Midwest buckles under storm, calls it a snow day

The storm billed one of the worst in decades leaves a third of the country out in the cold

Michael Tarm
February 2, 2011 7:05PM (UTC)

A colossal blizzard roaring across a third of the country paralyzed the nation's heartland with ice and snow, leaving motorists stranded for hours and shuttering airports and schools as it barreled toward the Northeast.

The monstrous storm billed as the worst in decades delivered knock-out after knock-out as it made its way from Texas to Maine, bringing a huge swath of the country to a halt.


In New York, Mike Schumaker was already into his fourth hour of what he predicted would be a 24-hour plowing marathon as he cleared snow from a suburban Albany gas station around 5 a.m. Wednesday.

"I figure I'll be going to about 1 or 2 in the morning. That's my guess," said the 42-year-old private contractor from Latham.

"It's not so much about plowing as it is about to where to put it," he said. "We still have snow from Christmas that hasn't melted."

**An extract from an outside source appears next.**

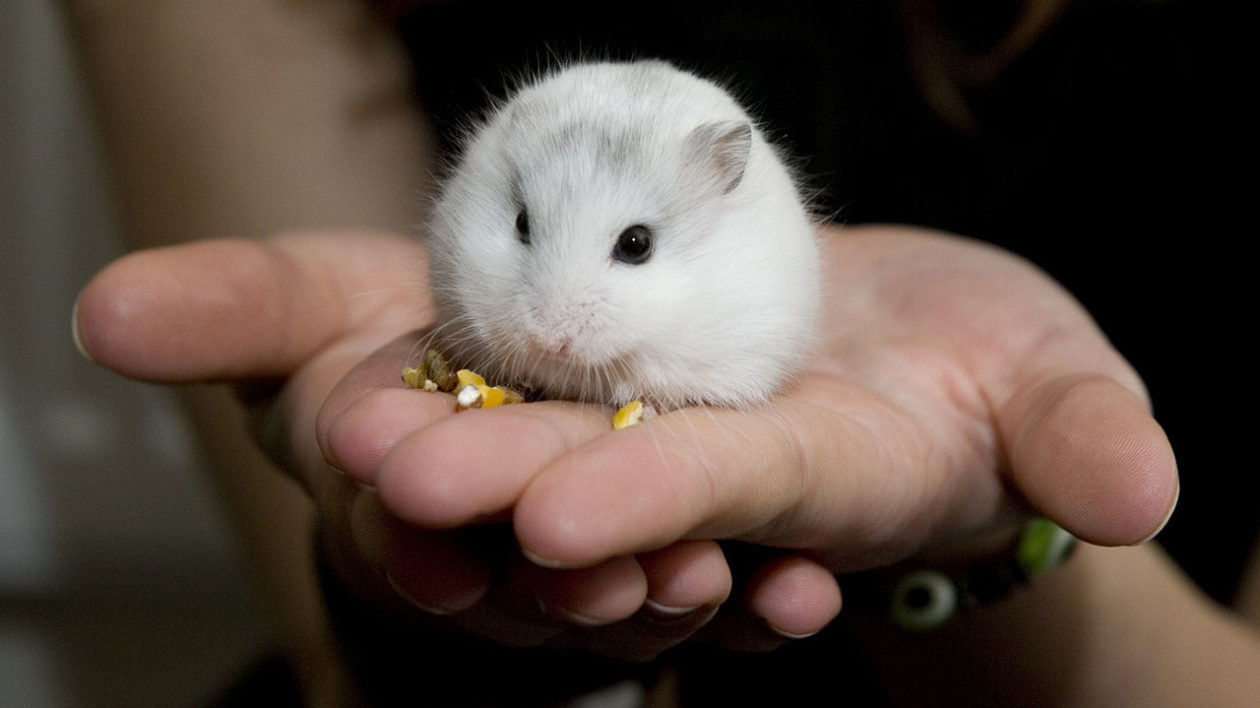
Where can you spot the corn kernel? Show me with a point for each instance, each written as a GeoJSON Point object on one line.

In Chicago, the city shut down Lake Shore Drive for the first time in years, an untold number of motorists stranded overnight after multiple car accidents on the iconic roadway.

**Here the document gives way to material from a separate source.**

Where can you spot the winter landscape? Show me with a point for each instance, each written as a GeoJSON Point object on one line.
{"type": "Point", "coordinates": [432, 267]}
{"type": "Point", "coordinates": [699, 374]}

And it wasn't over yet. Chicago received up to 17 inches of snow with more still possible, Missouri as much as 1 1/2 feet, more than a foot dropped on northern Indiana and Oklahoma has much as a foot. In the Northeast, spots in northern New York had already gotten more than a foot of snow. New York City was expected to get up to three-quarters of an inch of ice by midday before the mix of sleet and freezing rain warms up to rain.

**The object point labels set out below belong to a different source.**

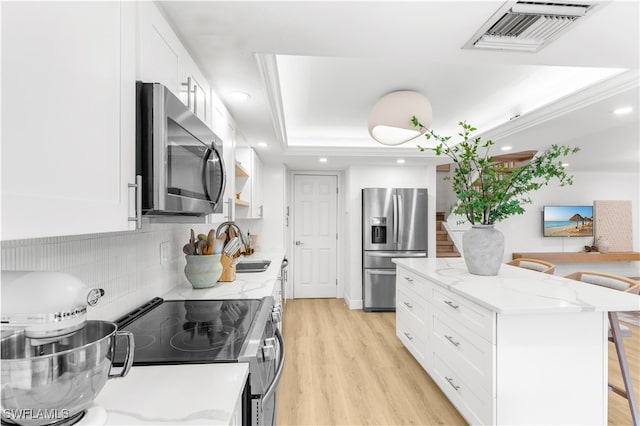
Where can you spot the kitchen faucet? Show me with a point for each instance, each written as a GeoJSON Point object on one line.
{"type": "Point", "coordinates": [230, 224]}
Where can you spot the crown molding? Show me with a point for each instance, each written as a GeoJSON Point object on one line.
{"type": "Point", "coordinates": [268, 68]}
{"type": "Point", "coordinates": [620, 83]}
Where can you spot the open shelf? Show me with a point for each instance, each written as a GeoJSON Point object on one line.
{"type": "Point", "coordinates": [557, 257]}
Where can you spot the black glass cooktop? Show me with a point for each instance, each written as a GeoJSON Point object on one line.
{"type": "Point", "coordinates": [187, 331]}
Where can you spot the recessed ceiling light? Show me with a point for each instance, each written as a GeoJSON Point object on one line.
{"type": "Point", "coordinates": [240, 96]}
{"type": "Point", "coordinates": [623, 110]}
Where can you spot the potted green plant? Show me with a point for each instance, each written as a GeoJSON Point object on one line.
{"type": "Point", "coordinates": [489, 192]}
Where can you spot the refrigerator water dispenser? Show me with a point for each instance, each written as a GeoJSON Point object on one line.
{"type": "Point", "coordinates": [378, 230]}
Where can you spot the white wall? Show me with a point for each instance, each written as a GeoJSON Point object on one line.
{"type": "Point", "coordinates": [445, 197]}
{"type": "Point", "coordinates": [358, 177]}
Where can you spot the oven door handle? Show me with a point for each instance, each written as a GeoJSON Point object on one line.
{"type": "Point", "coordinates": [274, 383]}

Forecasters warn that ice accumulations could knock down some tree limbs and power lines. Ice also could affect transit service, even as plow drivers struggled to keep up with the snow on many roads.


"Nights like tonight stink because you clear a street and you turn around and you can't even tell you did anything," Kevin Briney said as he drove his plow through downtown South Bend, Ind., on Tuesday night.

More than 200,000 homes and businesses in Ohio began Wednesday without power, while in excess of 50,000 customers had no electricity in New Jersey and Pennsylvania, which were hit with mostly freezing rain and ice.


Federal Emergency Management Agency director Craig Fugate said the agency is on standby with generators, food, water and other supplies to help state and local authorities.

"The real heroes are these local responders going out in the storms and still rescuing people," he told ABC's "Good Morning America."

In Chicago, public schools were closed for the first time in 12 years. Crews were still trying to rescue some motorists Wednesday morning who had been stuck on Lake Shore Drive for 12 hours. It wasn't clear exactly how many motorists had been trapped, and some had abandoned their vehicles.


It was like, insane," one of the motorists, Frank Ercole, told WLS-TV. "No one knows anything. Everything's frozen."